Le premier Conseil des ministre du troisième quinquennat du Président Bouteflika, a été ponctué par l’approbation du plan d’action du gouvernement qui contient en sa majorité le contenu du programme électoral du chef d’Etat, qui, lors de sa campagne, a promis entre autres la création de trois millions d’emplois, l’effacement des dettes des agriculteurs, la revalorisation des bourses des étudiants, ainsi que la réalisation d’un million de logements. Mais ce qui a le plus caractérisé ce conseil, c’est le projet de Bouteflika concernant l’enveloppe de 150 milliards de dollars dans le cadre du plan quinquennal 2009-2014.
A cet effet et lors de cette réunion, le président a été très clair et plutôt direct en exhortant le gouvernement Ouyahia « à plus de constance dans la réalisation des projet et au respect des cahiers de charges » tout en étant ferme avec ses ministres.
Il est vrai que les projets promis par le président pour son deuxième quinquennat ont pris un retard immense à l’instar de l’autoroute Est-Ouest, du métro d’Alger ainsi que du million de logements pour ne citer que ceux-là et Bouteflika n’a pas manqué l’occasion de blâmer les ministres en question. Néanmoins, il a reconduit ses derniers afin d’assurer une certaine stabilité au sein de l’exécutif. Dans ce contexte, Bouteflika a sommé chacun de ses ministres à « assumer leurs responsabilités et rendre compte de l’exécution du leurs programmes et veiller au respect des délais de réalisation » tout en assurant qu’un « système de suivi sera mis en place pour évaluer et juger chaque travail ».
Cette commission surveillera de près chaque ministère en lui exhortant de rendre des comptes, un système qui est pratiqué par les pays occidentaux et cela sous peine de sanction.
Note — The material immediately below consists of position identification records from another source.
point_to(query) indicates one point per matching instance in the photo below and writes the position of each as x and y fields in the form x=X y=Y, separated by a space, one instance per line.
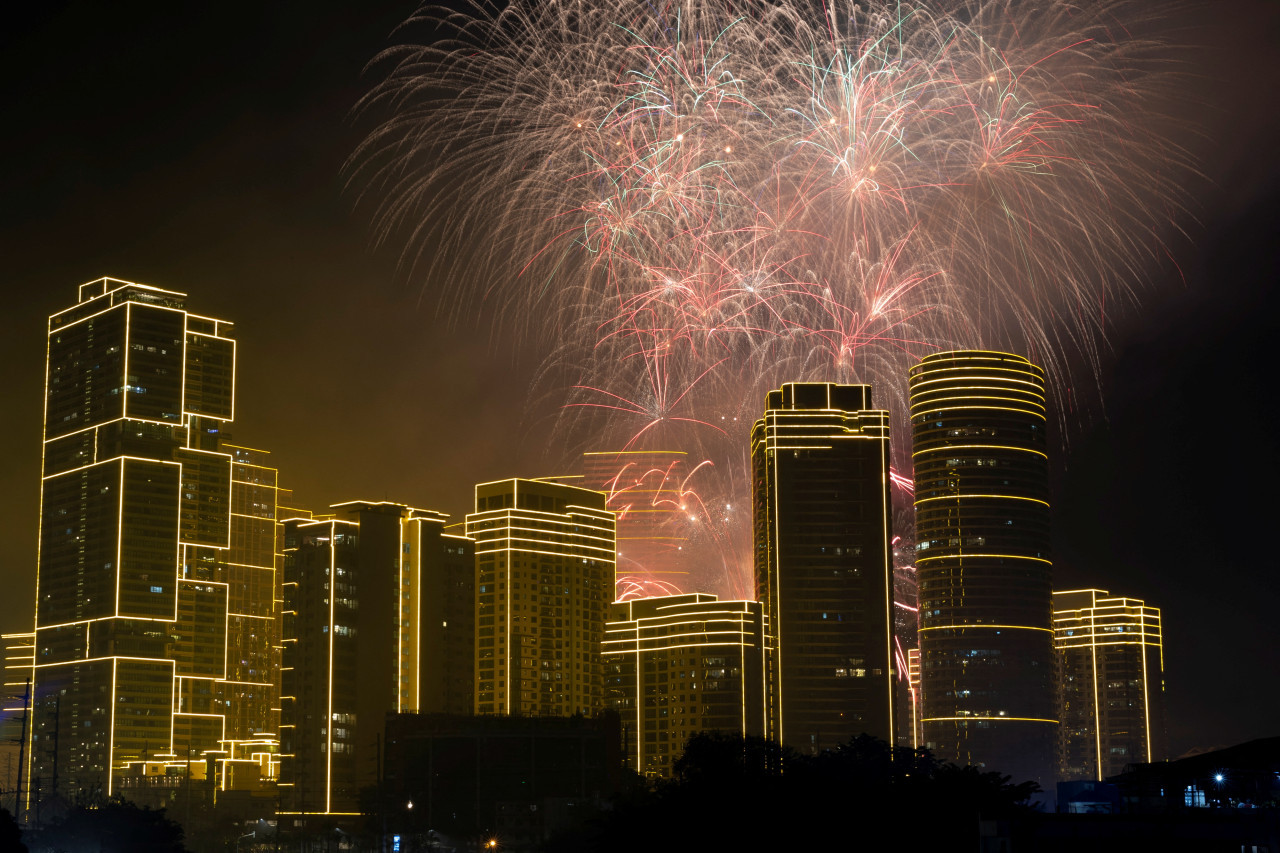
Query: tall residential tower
x=132 y=591
x=823 y=570
x=1111 y=683
x=982 y=528
x=544 y=580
Sur un autre volet, il a été question du projet qui tient à cœur au président et qui consiste en la consolidation de la loi portant sur la paix et la réconciliation nationale, où le président, et tout le long de sa campagne électorale n’a cessé d’évoquer : « Il faut aller plus loin que ça, une amnistie générale qui néanmoins devrait être soumise à un référendum populaire ».
Aussi, la modernisation de système financier a été au programme de ce Conseil des ministres tout en insistant sur le développement ainsi que la diversification de l’économie nationale.
Le développement local qui est garant de la création d’emplois a été appuyé par ce plan d’action. « Il faut assurer un certain équilibre entre les régions nord et sud », dira le président.
La consolidation d’un Etat de droit tout en garantissant une bonne gouvernance, tel est le défi des autorités, la modernisation des administrations et la réforme des collectivités locales, un point très important et avec lequel le gouvernement Ouyahia ne badinera pas.A cet effet, le premier ministre avait déclaré récemment que « l’Etat mettra fin à l’administration de la Chipa ». Le plan d’action contient également la promotion des droits de l’homme et de la liberté de la presse où Bouteflika a déclaré, il y a quelques jours que « la loi sur l’information sera revue », tout en approuvant un projet de loi de la Commission nationale consultative de promotion et de protection des droits de l’homme.
Ainsi, le gouvernement Ouyahia qui a été reconduit en sa totalité par le président de la République, aura du pain sur la planche, plusieurs projets en attente de réalisation. Un quinquennat où apparemment personne n’a droit à l’erreur sous peine de sanction et de révocation.